I am happy to have a productive discussion with anyone who is willing to engage in one. If you are not, that is your decision.
If accusers reliably made this distinction, it would probably help. @TroutMan didn’t. But still, if you accused someone of being an idiot, or even just of saying really dumb things, wouldn’t you expect them to be offended? Maybe if you did the latter nicely, to a friend, it would go okay, but to someone you are arguing with, accompanied by personal insults? It’s not going to lead to anything constructive.
I think there is a bit of equivocation going on here. The claim is that calling someone a racist could start a productive discussion, and no one should be offended by it. Yet in practice, in the Pit we almost always see such accusations accompanied by personal insults, and it is certainly not made clear that the first meaning is the one intended.
Productive discussions, if they are going to happen, almost always happen in the original thread. An accusation of being deliberately racist is not intended to spark such, it is merely intended as an insult. It is ridiculous to pretend there is some higher purpose.
Not in my experience. This goes back to some people on the left using such accusations as a political tool. Instead of trying to persuade others that their opinion is the correct one, certain people simply claim that alternative views are racist/sexist/whatever and therefore it is unacceptable to argue for them. The point of the accusation is to end debate, not spark it.

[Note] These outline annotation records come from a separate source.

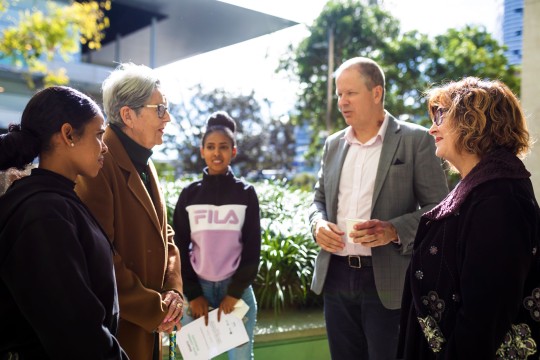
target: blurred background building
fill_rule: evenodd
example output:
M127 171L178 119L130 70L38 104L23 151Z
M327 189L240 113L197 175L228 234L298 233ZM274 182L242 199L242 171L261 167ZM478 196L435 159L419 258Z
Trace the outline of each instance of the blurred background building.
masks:
M0 29L16 23L21 11L44 10L46 3L11 1L0 17ZM55 59L50 65L52 69L65 68L70 85L98 101L102 81L119 62L159 67L297 24L217 0L112 0L107 16L111 26L100 50L81 46L71 61ZM23 78L24 70L10 59L0 60L0 131L20 120L33 94Z

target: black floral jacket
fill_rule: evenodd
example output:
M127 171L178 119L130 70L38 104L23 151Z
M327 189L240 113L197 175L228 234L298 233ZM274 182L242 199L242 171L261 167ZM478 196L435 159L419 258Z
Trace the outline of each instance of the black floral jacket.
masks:
M400 357L538 358L540 210L529 177L517 157L497 150L424 214Z

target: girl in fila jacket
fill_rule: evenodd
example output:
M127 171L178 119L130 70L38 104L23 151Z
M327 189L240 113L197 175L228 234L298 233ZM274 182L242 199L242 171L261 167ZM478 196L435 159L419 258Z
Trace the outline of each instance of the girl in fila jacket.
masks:
M244 300L250 341L229 351L229 359L252 359L257 304L251 284L261 251L259 201L253 186L236 178L229 166L237 152L235 131L227 113L210 115L201 144L207 167L202 180L180 194L173 225L189 300L182 323L204 316L208 324L210 307L228 314Z

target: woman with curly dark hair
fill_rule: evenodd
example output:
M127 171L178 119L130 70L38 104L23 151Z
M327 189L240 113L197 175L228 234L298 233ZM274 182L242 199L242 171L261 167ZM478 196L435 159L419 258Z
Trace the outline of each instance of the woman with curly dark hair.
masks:
M425 213L402 301L404 359L538 358L540 210L523 111L500 81L428 92L438 157L461 181Z
M103 167L98 105L38 92L0 136L0 170L39 166L0 197L0 359L127 359L116 339L113 247L75 194Z

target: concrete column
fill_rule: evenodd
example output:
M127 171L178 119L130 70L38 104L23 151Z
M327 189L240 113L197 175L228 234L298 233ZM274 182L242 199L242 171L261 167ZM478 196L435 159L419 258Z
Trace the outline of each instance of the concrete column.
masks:
M529 132L536 144L525 159L532 173L536 199L540 200L540 0L525 0L523 15L523 62L521 104L528 119Z

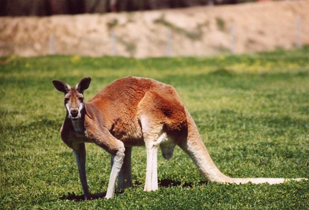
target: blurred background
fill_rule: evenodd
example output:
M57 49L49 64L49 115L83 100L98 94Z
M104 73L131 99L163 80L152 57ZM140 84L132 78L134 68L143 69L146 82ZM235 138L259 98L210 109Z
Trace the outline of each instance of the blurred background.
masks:
M309 44L309 1L0 0L0 56L202 56Z

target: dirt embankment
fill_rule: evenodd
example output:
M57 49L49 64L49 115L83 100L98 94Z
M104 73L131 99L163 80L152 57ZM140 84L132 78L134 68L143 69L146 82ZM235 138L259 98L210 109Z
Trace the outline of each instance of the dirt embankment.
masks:
M309 1L0 18L0 56L202 56L309 44ZM300 28L300 30L299 29ZM299 34L299 32L300 33Z

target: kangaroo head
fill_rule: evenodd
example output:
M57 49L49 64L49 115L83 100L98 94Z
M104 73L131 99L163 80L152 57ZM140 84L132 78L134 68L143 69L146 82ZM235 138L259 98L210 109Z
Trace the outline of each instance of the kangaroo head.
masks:
M91 80L90 77L84 78L73 87L61 81L53 80L56 89L64 93L64 106L69 118L72 120L77 120L81 117L85 107L84 91L89 87Z

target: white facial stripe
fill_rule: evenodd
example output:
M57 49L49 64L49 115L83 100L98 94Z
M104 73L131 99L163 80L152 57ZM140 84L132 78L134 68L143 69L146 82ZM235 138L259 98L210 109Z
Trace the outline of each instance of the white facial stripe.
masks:
M66 104L66 108L67 110L68 110L68 111L69 112L69 115L70 118L72 117L72 115L71 114L71 107L70 107L69 104L69 103L67 103ZM79 103L79 106L78 108L78 114L77 115L77 117L79 118L80 117L81 115L80 112L83 108L84 104L83 103Z

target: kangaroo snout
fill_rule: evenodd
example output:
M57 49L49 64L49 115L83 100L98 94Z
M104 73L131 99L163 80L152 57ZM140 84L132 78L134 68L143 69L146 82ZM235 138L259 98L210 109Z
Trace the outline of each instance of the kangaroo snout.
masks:
M72 117L76 117L78 115L78 109L76 108L71 109L70 113Z

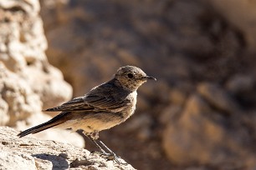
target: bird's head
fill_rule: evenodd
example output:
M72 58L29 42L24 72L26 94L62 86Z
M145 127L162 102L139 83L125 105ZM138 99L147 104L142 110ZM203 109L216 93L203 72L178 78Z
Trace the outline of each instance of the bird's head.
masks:
M129 91L136 91L148 79L156 81L155 78L147 76L141 68L134 66L120 68L115 74L115 78Z

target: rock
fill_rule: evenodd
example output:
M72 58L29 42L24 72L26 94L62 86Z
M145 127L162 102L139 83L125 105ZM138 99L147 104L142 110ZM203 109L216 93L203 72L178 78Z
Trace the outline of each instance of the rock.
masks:
M210 105L219 109L222 112L233 114L240 111L238 103L221 87L213 83L200 83L198 92Z
M247 146L253 143L248 141L249 134L243 130L243 125L231 122L194 94L188 98L181 118L166 126L162 134L165 152L180 165L222 165L231 166L232 169L255 167L250 162L255 160L254 153ZM228 124L229 128L225 128Z
M71 86L45 55L39 9L36 0L0 1L0 126L25 130L51 118L42 109L71 98ZM79 135L64 130L38 135L84 146Z
M0 63L1 78L4 78L1 81L5 85L1 92L9 107L10 126L42 108L56 106L71 98L70 85L48 62L44 53L47 42L39 8L34 0L0 2ZM24 106L27 108L20 108Z
M18 132L0 127L1 169L134 169L107 161L99 154L55 141L17 137ZM120 159L121 162L125 162Z
M230 24L234 25L238 29L242 30L246 42L251 50L256 47L256 33L254 32L256 20L256 2L255 1L239 0L211 0L207 2Z

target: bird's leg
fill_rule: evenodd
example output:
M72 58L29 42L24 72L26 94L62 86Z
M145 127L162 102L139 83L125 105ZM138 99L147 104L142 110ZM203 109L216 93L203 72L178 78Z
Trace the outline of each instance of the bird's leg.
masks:
M121 162L118 160L118 158L120 158L120 157L117 156L113 151L111 151L105 144L104 144L104 142L102 141L100 141L99 138L98 139L95 139L95 142L97 142L97 144L102 148L104 148L108 152L104 153L102 155L105 155L107 156L107 158L109 160L115 160L117 163L119 164L124 164L124 165L127 165L126 162Z
M82 133L87 137L96 147L101 152L102 156L106 156L107 159L109 160L115 160L117 163L127 165L126 162L121 162L117 158L120 158L120 157L116 156L116 154L111 151L102 141L99 139L99 132L95 132L93 133L88 134L84 131L82 132Z
M83 130L80 132L82 132L82 134L84 135L87 138L89 138L102 153L106 153L106 152L95 142L95 140L90 134L86 133Z

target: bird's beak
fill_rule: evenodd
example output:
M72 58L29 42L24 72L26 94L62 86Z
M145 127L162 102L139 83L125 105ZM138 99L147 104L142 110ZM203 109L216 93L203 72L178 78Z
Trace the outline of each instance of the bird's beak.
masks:
M143 78L143 79L146 79L146 80L151 79L151 80L156 81L156 78L153 78L153 77L150 77L150 76L146 76L146 77Z

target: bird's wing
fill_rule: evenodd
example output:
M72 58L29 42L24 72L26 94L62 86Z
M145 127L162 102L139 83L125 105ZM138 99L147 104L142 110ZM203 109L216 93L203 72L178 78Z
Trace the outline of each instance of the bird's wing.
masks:
M85 96L75 98L59 107L49 108L47 112L59 111L94 111L120 112L129 101L123 98L115 98L108 88L93 89ZM108 91L109 90L109 91Z

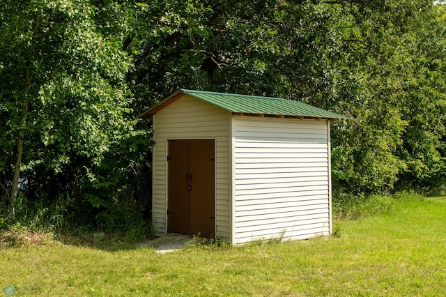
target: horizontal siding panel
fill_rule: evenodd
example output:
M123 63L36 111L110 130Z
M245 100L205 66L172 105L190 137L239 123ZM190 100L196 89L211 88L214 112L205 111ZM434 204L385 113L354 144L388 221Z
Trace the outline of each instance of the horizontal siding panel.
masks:
M250 205L243 205L237 206L236 216L251 215L256 213L274 213L278 211L305 211L308 209L316 209L328 208L328 199L314 199L310 201L293 200L286 202L275 202L272 201L270 203L262 204L254 204Z
M189 131L187 133L183 133L178 135L175 132L169 132L169 133L162 133L162 138L167 139L203 139L206 138L215 138L215 137L229 137L229 134L228 131L222 130L222 131L215 131L213 132L208 132L207 131ZM160 135L157 137L157 139L161 138Z
M318 235L328 236L329 232L329 227L328 224L321 223L314 224L309 226L305 226L306 228L295 229L294 230L289 230L286 231L282 238L284 241L289 239L297 240L297 239L308 239ZM268 230L268 232L252 232L236 234L237 239L236 243L243 243L249 241L252 241L256 239L268 240L273 238L279 238L281 232L283 231L281 229Z
M222 123L222 124L224 125L224 127L229 125L227 116L222 116L221 114L218 112L214 112L213 114L214 116L209 115L208 114L200 113L199 116L197 117L195 115L193 115L194 113L189 113L187 116L181 116L176 118L171 117L160 120L157 119L155 128L157 129L162 129L164 128L169 128L171 126L181 126L182 124L189 125L192 123L193 125L194 125L194 126L197 126L198 124L200 124L200 125L203 125L203 123L213 122Z
M298 218L298 221L318 219L321 218L328 218L328 208L309 209L307 211L289 211L280 213L265 213L256 215L247 215L236 218L236 225L237 228L249 226L256 226L259 224L275 224L277 223L295 222Z
M175 127L172 126L169 128L163 129L163 135L169 133L175 133L177 135L178 133L180 135L181 133L187 133L190 131L190 127L185 127L184 125L181 127ZM225 131L226 134L228 134L227 130L222 129L221 125L219 125L218 123L216 125L207 125L206 127L206 133L208 134L210 132L218 132L218 131ZM203 132L202 132L203 133Z
M284 163L298 163L298 162L328 162L328 157L321 158L282 158L279 160L270 159L270 158L250 158L245 159L237 159L236 165L237 164L284 164ZM280 165L278 165L280 166Z
M237 179L235 185L262 185L264 183L305 183L307 181L323 181L328 182L328 177L323 175L316 176L293 176L279 178L255 178L255 179Z
M305 163L305 167L272 167L272 168L256 168L256 169L245 169L241 168L237 169L238 175L246 174L270 174L271 172L278 173L306 173L306 172L324 172L326 175L328 172L328 166L309 166L308 163ZM276 165L279 166L279 165Z
M244 139L295 139L297 142L300 141L300 139L324 139L327 141L327 135L323 134L306 134L306 133L282 133L280 132L251 132L251 131L236 131L235 136L236 138L240 138ZM308 140L307 140L308 141Z
M259 179L259 178L287 178L293 177L327 176L327 171L295 172L270 172L252 174L237 174L236 179Z
M327 151L325 152L314 152L314 153L268 153L268 152L258 152L258 153L239 153L236 155L236 163L238 162L239 160L241 162L243 159L251 158L261 158L261 159L272 159L277 160L277 159L286 158L326 158Z
M280 194L284 192L296 193L304 191L318 191L318 190L328 190L328 184L326 185L306 185L298 186L295 185L293 187L279 187L279 188L266 188L259 189L247 189L247 190L237 190L236 189L236 195L262 195L262 194Z
M318 201L320 199L325 199L327 201L328 199L328 196L327 193L321 194L319 195L312 195L312 196L296 196L296 195L291 195L289 197L273 197L272 199L254 199L254 200L237 200L235 202L235 206L238 209L238 207L243 206L249 206L254 207L254 205L261 206L263 204L280 204L280 203L286 203L286 202L298 202L299 205L306 205L312 204L313 203L318 203ZM261 208L262 206L261 206Z
M282 150L282 148L328 148L328 144L325 143L313 143L313 142L302 142L300 139L298 139L296 142L277 142L267 139L265 140L251 140L243 141L242 139L237 139L236 142L236 149L241 148L275 148L277 149Z
M271 189L271 192L292 192L293 190L300 190L300 189L307 187L314 187L315 188L328 188L328 181L302 181L299 183L252 183L252 184L236 184L236 190L241 191L245 190L255 190L258 192L265 192L264 189ZM327 186L327 187L325 187ZM284 191L276 191L272 189L284 189ZM295 189L295 190L293 190ZM242 194L240 192L238 194Z
M237 223L236 224L236 234L245 233L245 232L254 233L255 231L261 231L261 232L263 231L265 234L268 234L268 231L266 231L266 230L270 230L269 231L270 231L271 229L283 230L286 229L291 229L291 227L293 227L293 229L302 227L303 229L305 228L305 225L310 225L310 224L318 224L318 223L328 224L328 214L325 214L323 216L319 214L314 215L308 215L308 216L305 216L305 218L302 218L302 220L282 221L282 222L276 222L275 224L270 223L266 221L266 222L258 221L256 222L256 224L251 224L247 226L238 227L238 224L241 223Z
M268 194L255 194L250 195L239 195L236 197L236 201L244 200L259 200L262 199L271 199L271 198L279 198L279 197L294 197L298 199L300 196L312 196L325 194L328 197L328 191L327 190L317 190L313 191L302 191L299 192L283 192L279 195L278 193L268 193Z
M301 162L295 163L280 163L280 168L277 168L277 163L236 163L235 165L235 168L236 169L237 169L237 172L239 172L240 169L263 170L270 172L272 168L274 168L275 169L282 169L284 168L291 168L291 169L293 169L295 168L305 167L324 167L328 169L328 162ZM253 173L255 172L254 172Z
M304 134L319 134L323 135L327 131L327 126L325 125L323 125L322 126L316 126L314 125L312 127L299 127L298 125L283 125L280 128L271 127L271 126L265 126L265 125L259 125L259 126L247 126L247 125L237 125L236 127L236 136L245 135L247 132L249 133L272 133L276 134L277 131L280 131L280 133L285 133L291 136L295 135L297 134L304 135Z
M316 121L314 120L296 121L295 119L278 119L268 118L236 118L237 127L270 127L275 129L282 129L284 127L295 127L302 129L326 129L324 121Z
M243 153L268 153L272 154L271 155L275 155L274 154L280 153L279 155L282 157L284 155L290 155L290 157L292 157L293 155L296 153L321 153L327 154L327 148L258 148L258 147L236 147L235 152L237 153L236 155L236 158L238 158L239 154ZM274 158L274 157L269 157Z

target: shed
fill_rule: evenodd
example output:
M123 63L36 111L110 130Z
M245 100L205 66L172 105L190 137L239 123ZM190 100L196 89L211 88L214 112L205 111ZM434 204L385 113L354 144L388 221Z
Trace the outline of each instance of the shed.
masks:
M283 98L182 89L153 123L153 223L238 244L332 231L330 121Z

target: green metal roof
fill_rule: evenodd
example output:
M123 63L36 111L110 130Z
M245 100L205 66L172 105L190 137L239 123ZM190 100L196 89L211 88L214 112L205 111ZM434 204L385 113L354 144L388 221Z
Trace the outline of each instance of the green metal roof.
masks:
M284 98L186 89L172 94L139 117L150 118L186 94L236 114L299 119L350 119L308 104Z

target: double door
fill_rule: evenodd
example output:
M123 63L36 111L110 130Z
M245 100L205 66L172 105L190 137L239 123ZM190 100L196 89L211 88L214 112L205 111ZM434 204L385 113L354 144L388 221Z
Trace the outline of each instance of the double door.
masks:
M215 142L169 140L167 231L209 237L215 231Z

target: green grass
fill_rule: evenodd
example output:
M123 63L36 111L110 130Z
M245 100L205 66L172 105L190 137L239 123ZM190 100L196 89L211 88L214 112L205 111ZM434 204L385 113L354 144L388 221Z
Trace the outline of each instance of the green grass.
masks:
M400 197L392 211L336 222L340 236L231 247L0 250L0 289L42 296L445 296L446 198ZM19 287L19 289L20 287Z

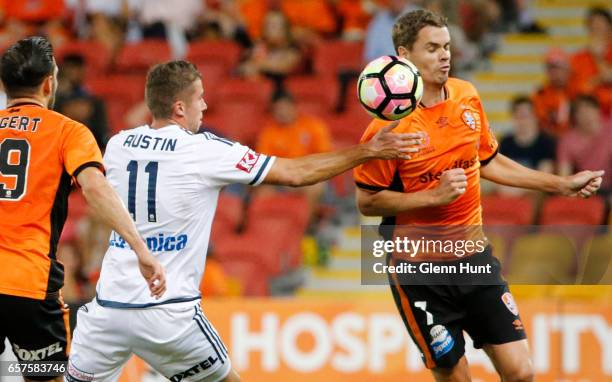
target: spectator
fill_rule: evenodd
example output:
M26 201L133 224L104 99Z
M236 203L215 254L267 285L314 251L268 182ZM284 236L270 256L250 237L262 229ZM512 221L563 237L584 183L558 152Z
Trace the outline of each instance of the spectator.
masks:
M108 122L104 102L84 85L85 60L78 54L66 55L59 71L56 110L85 124L101 150L108 140Z
M552 173L555 163L555 141L538 129L532 101L518 96L512 101L510 135L502 139L500 152L523 166Z
M602 193L612 190L612 127L605 124L597 98L580 95L572 106L573 128L559 142L560 175L586 169L605 170Z
M192 40L226 39L234 40L245 49L250 49L253 42L240 6L233 0L220 0L209 4L198 21L198 31Z
M129 4L143 38L167 40L174 59L187 55L187 33L195 29L204 10L202 0L129 0Z
M371 0L337 0L336 12L340 17L342 39L360 41L365 37L365 31L376 6Z
M245 77L270 78L278 90L286 76L299 70L301 61L287 18L281 12L272 11L265 17L261 40L239 70Z
M7 19L43 24L64 16L64 0L0 0Z
M365 38L364 60L370 62L384 55L395 55L391 30L402 14L418 9L412 0L389 0L388 7L379 10L370 24Z
M327 0L281 0L281 11L287 16L291 33L301 46L308 46L320 37L332 36L338 25Z
M533 95L533 104L540 128L553 136L561 136L569 128L571 90L569 56L560 48L546 55L546 83Z
M272 97L272 121L264 126L258 139L258 152L283 158L295 158L332 149L327 126L316 117L298 112L293 96L277 92ZM303 187L295 192L304 193L309 203L311 220L317 212L325 184Z
M589 42L572 56L572 89L574 94L592 94L602 111L612 114L612 16L603 7L591 8L586 26Z

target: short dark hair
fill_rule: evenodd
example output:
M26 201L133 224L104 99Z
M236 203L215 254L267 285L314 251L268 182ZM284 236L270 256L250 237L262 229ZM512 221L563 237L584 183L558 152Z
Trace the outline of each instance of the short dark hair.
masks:
M44 37L24 38L11 45L0 59L0 78L6 94L30 95L53 74L55 59L53 47Z
M177 60L157 64L147 74L145 100L155 118L170 118L172 105L181 93L202 75L189 61Z
M586 104L596 109L600 107L599 100L590 94L578 94L573 102L574 108L577 108L579 104Z
M289 92L286 89L279 89L276 90L274 93L272 93L272 97L270 98L270 103L277 103L278 101L289 101L289 102L295 102L295 98L293 97L293 95L291 94L291 92Z
M521 94L517 95L512 99L512 102L510 103L510 111L514 113L516 109L518 109L518 107L521 105L529 105L533 109L533 101L531 100L531 98L524 94Z
M74 66L84 66L85 65L85 57L83 57L80 53L70 53L62 58L62 64L66 65L74 65Z
M411 50L419 31L427 26L444 28L448 26L447 19L423 9L408 12L397 19L391 34L395 51L397 52L400 46Z
M595 6L589 8L586 17L587 26L593 21L594 17L603 17L606 19L608 24L612 25L612 15L610 15L610 11L603 6Z

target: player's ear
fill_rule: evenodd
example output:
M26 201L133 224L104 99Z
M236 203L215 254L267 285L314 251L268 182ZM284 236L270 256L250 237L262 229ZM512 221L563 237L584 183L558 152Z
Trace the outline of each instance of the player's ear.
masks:
M53 76L49 75L45 77L42 83L42 93L45 97L48 97L53 94Z
M410 59L410 53L408 49L406 49L406 47L402 45L397 47L397 55L406 59Z
M172 108L174 109L174 114L176 114L177 116L185 116L185 104L182 101L176 101Z

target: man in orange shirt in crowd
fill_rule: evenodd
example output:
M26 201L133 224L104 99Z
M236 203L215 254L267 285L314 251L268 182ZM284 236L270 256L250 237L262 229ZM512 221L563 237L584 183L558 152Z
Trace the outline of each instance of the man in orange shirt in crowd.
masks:
M480 178L589 197L599 188L603 171L559 177L528 169L499 154L478 92L469 82L449 78L450 41L446 19L435 13L413 11L396 21L395 49L416 65L424 83L418 108L401 120L396 131L421 133L423 144L410 160L376 160L356 167L357 201L363 214L384 217L381 228L386 240L405 242L403 230L409 228L429 230L440 242L453 239L447 240L452 246L465 245L463 253L447 253L446 248L436 251L435 246L419 250L414 242L420 239L411 239L416 252L409 257L386 251L387 265L393 269L422 269L423 264L438 265L440 261L456 268L486 263L490 269L486 279L473 276L460 284L432 274L412 277L410 271L387 271L402 320L436 381L471 380L464 331L476 348L485 350L501 380L533 381L518 307L481 230ZM373 121L362 142L383 126L382 121ZM433 232L435 228L437 232ZM440 232L442 228L446 228L444 232ZM453 236L448 236L451 228ZM467 235L459 232L462 229Z
M602 111L612 113L612 15L603 7L587 13L587 47L572 56L573 95L592 94Z
M259 134L256 150L267 155L297 158L331 151L332 142L325 122L300 113L293 96L279 91L272 97L272 120ZM325 183L296 190L308 199L311 218L324 191Z
M607 143L606 143L607 142ZM604 120L597 98L580 95L572 105L572 129L559 141L558 171L569 175L572 171L601 168L612 171L612 124ZM605 177L601 193L610 194L612 178Z
M571 76L569 56L553 48L545 58L547 82L533 95L533 106L542 130L560 136L569 128Z

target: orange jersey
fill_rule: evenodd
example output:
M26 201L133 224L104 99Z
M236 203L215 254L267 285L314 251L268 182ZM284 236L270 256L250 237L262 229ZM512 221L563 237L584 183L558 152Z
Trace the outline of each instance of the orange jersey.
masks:
M410 160L373 160L356 167L357 186L365 190L413 193L438 186L442 172L463 168L466 192L454 202L439 207L400 213L395 222L383 224L476 226L482 224L480 166L497 153L497 141L489 129L480 97L472 84L450 78L446 100L432 107L420 105L402 119L395 132L425 134L420 151ZM374 120L361 138L368 141L389 122Z
M102 155L87 129L33 104L0 111L0 294L44 299L63 285L56 258L72 178Z

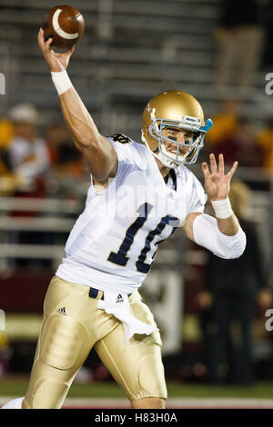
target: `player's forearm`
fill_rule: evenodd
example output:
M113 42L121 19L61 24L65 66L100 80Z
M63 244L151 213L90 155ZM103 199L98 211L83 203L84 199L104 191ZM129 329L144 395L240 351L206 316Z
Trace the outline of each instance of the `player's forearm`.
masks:
M226 235L232 236L238 233L239 223L232 211L228 197L224 200L211 201L218 230Z
M83 146L96 144L99 138L98 130L86 105L73 87L66 71L51 74L59 94L64 118L73 139Z
M217 227L223 234L235 235L238 232L239 223L237 216L232 214L228 218L217 218Z

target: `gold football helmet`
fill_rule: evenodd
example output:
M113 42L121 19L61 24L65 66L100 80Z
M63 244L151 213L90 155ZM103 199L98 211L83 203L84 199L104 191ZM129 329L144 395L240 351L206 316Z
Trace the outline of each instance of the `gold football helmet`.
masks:
M197 161L205 134L212 126L210 119L205 123L202 107L192 95L181 91L162 92L154 96L144 110L142 141L165 166L174 169ZM163 136L162 131L166 128L188 131L191 136L186 136L181 143ZM167 141L176 144L176 153L167 151ZM187 147L185 154L181 154L181 145Z

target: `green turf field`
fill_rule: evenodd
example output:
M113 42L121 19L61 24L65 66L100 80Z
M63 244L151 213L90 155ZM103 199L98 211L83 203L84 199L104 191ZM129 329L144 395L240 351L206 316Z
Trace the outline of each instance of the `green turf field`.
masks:
M25 394L28 378L1 378L0 396L22 396ZM257 382L251 387L212 386L167 382L168 397L196 398L256 398L272 399L273 382ZM125 392L115 382L74 383L67 397L125 398Z

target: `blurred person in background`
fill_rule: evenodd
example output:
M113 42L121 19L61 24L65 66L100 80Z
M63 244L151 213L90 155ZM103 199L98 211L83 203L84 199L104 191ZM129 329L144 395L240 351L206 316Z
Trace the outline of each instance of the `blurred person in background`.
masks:
M230 185L233 210L247 235L247 247L236 260L222 260L206 252L205 287L197 295L205 345L207 381L251 385L254 381L251 327L257 305L272 304L268 266L254 223L246 212L251 191L240 181ZM228 374L221 367L228 366Z
M207 134L209 149L214 151L215 146L222 140L233 136L238 124L240 104L240 100L234 97L222 101L219 113L213 117L213 127Z
M267 120L258 134L258 145L264 154L263 168L268 174L273 174L273 118Z
M56 175L72 179L83 177L83 158L63 124L55 123L46 127L46 143Z
M44 176L47 172L49 154L46 142L38 135L39 114L30 104L18 104L10 110L15 135L9 146L13 171L29 180Z
M219 88L255 83L262 53L257 0L221 0L221 17L215 37L218 45L216 84Z
M223 154L227 164L232 164L232 159L238 159L240 166L262 167L265 157L264 152L258 146L258 134L254 121L248 117L239 117L234 133L222 137L215 144L214 153Z
M17 185L12 170L8 149L14 136L14 126L7 118L0 119L0 195L10 195Z

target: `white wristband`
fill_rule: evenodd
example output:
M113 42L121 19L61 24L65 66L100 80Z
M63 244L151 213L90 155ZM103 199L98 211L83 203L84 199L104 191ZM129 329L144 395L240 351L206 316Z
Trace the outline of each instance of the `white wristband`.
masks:
M217 218L225 219L232 215L233 211L228 197L224 200L211 200L210 202Z
M66 70L57 73L51 72L51 77L58 94L64 94L64 92L72 87L72 83Z

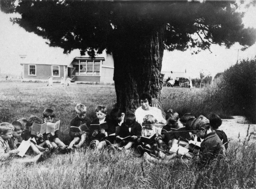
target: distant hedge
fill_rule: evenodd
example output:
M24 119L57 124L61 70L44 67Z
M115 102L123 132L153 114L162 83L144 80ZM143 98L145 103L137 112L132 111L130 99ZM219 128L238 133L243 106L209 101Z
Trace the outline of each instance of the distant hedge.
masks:
M256 123L256 56L225 71L221 90L222 106L233 115L244 115Z

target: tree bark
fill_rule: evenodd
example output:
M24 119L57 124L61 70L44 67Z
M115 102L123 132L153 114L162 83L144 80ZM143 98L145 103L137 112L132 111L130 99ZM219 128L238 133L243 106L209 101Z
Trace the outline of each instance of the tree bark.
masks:
M134 37L130 33L128 38L116 36L112 52L117 106L127 112L140 106L139 96L145 92L152 96L152 106L162 110L159 79L165 25L148 33L134 30Z

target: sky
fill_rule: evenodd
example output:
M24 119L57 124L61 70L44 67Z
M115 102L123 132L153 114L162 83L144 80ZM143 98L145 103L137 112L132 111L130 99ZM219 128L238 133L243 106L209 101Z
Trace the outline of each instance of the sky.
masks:
M245 12L243 23L245 27L256 28L256 8L242 9ZM0 73L20 75L20 55L27 57L58 57L65 58L60 48L50 47L47 40L33 33L26 32L16 24L13 25L10 17L19 15L5 14L0 11ZM256 56L256 44L244 51L241 46L235 44L230 49L217 45L211 46L208 50L202 51L198 54L192 55L192 50L175 51L164 52L162 71L185 71L191 77L199 77L203 70L212 75L222 72L244 59L252 58Z

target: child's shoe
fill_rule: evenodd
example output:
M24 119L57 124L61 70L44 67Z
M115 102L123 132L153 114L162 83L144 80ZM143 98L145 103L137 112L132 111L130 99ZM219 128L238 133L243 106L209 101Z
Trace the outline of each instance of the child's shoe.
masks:
M143 148L142 146L141 145L139 145L138 147L137 147L137 148L138 149L140 154L142 156L143 156L144 154L144 148Z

In the case of using a particular word or phrase, it’s a bit different, because sometimes there is a good reason to stop using it. But a. the changes demanded are often petty and not-universally-agreed-on by the group in question, b. they make life harder for those outside a particular well-educated left-wing subculture, c. they are sometimes used to push a particular ideological position, d. as @Sam_Stone said, the outrage is often selective and hypocritical (though I believe you are one of the few posters who actually does try to avoid hypocrisy on this issue). That could to lead to a reasonable discussion, but in general the people who bring it up are not prepared to engage in one. Their expectation is immediate acquiescence and possibly an apology, and any other response is considered more evidence of 'ism’s.